1. Know the legal difference between trade secrets and confidential information

Trade secrets can be protected during and after an employee’s employment without the need for express contractual provisions.

In practice, genuine trade secrets are rare and much of the information that an employer regards as a trade secret may simply be confidential information, such as business plans, customer contacts and marketing strategies.

Confidential information is protected during employment if its confidential nature is clear. However, after the employment has ended, employees are free to use the information unless they have expressly agreed not to do so.

2. Draft confidentiality provisions

Confidentiality provisions can be set out in the contract of employment or in a separate confidentiality agreement.

The wording should be precise and clear with the focus on the specific needs of the business and the employee’s job role.

Employers should make it crystal clear exactly what type of information is confidential and that the restrictions on the use of that information apply both during and after employment.

3. Reinforce with restrictive covenants

Restrictive covenants can be used, for example, to protect a company’s customers and suppliers or to restrict an employee from competing with his or her employer.

These types of clauses, if carefully drafted, can have the additional effect of reducing the possibilities for employees to misuse confidential information.

4. Keep confidentiality provisions centre stage

Confidentiality provisions and any restrictive covenants should be kept under review as the company’s business needs and the employee’s job role may evolve over time.

It is important that the safeguards for confidential information remain robust and relevant on a continuing basis, as the employer in Prophet plc v Huggett found to its cost.

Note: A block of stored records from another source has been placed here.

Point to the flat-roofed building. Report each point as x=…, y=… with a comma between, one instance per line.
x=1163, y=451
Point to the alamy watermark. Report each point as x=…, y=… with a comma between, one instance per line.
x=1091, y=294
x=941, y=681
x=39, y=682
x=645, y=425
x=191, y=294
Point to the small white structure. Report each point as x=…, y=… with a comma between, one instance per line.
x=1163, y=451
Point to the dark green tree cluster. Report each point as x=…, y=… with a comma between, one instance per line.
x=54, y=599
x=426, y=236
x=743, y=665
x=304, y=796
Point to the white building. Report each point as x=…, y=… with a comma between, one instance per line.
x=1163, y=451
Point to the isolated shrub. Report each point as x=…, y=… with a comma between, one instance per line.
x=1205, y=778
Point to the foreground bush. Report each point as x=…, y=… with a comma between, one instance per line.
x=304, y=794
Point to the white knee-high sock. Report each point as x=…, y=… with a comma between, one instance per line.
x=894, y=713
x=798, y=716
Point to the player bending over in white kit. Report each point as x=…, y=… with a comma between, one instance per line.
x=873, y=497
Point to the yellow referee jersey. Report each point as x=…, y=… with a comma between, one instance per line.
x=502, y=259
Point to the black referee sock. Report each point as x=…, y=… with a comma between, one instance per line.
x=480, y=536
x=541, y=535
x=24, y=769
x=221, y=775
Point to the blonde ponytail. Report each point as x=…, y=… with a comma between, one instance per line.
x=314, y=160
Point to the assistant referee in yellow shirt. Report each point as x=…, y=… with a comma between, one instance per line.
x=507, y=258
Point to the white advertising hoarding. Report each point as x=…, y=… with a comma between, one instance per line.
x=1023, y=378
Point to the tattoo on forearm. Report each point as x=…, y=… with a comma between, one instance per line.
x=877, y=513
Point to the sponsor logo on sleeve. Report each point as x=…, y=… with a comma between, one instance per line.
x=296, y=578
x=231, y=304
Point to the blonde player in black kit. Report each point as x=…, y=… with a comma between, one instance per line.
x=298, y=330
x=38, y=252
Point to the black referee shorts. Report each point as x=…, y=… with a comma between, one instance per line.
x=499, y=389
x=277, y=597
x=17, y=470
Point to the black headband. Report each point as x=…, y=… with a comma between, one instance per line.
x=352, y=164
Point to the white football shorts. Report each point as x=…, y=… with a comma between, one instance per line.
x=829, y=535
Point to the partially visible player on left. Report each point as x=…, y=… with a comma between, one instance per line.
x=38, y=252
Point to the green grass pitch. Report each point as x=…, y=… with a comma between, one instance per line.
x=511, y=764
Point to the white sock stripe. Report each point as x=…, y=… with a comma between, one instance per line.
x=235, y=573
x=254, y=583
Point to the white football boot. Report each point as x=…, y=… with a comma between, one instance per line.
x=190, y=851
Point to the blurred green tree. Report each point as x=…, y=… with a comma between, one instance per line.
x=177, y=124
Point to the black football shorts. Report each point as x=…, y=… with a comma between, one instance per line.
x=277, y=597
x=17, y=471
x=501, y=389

5. Put in place supporting policies

In this technological age, employers have the additional hurdle of protecting confidential information within a digital landscape. Information can now be transferred at high speed and via a range of small portable devices.

The growth of social media also presents challenges. Building a network of professional contacts on a social networking site may be encouraged by an employer during employment, but who owns these contacts?

This was one of the questions considered in Whitmar Publications Ltd v Gamage and others.

Employers should put in place policies that cover the use of electronic communications, as well as providing clear rules on social media conduct within the workplace.

These policies should be linked to the disciplinary policy and with employees left in no doubt that any misuse of confidential information by digital, social media or other means will amount to gross misconduct.

6. Training

The policies should be communicated to all employees and supplemented by training on the company’s rules on regulating the use and disclosure of confidential information.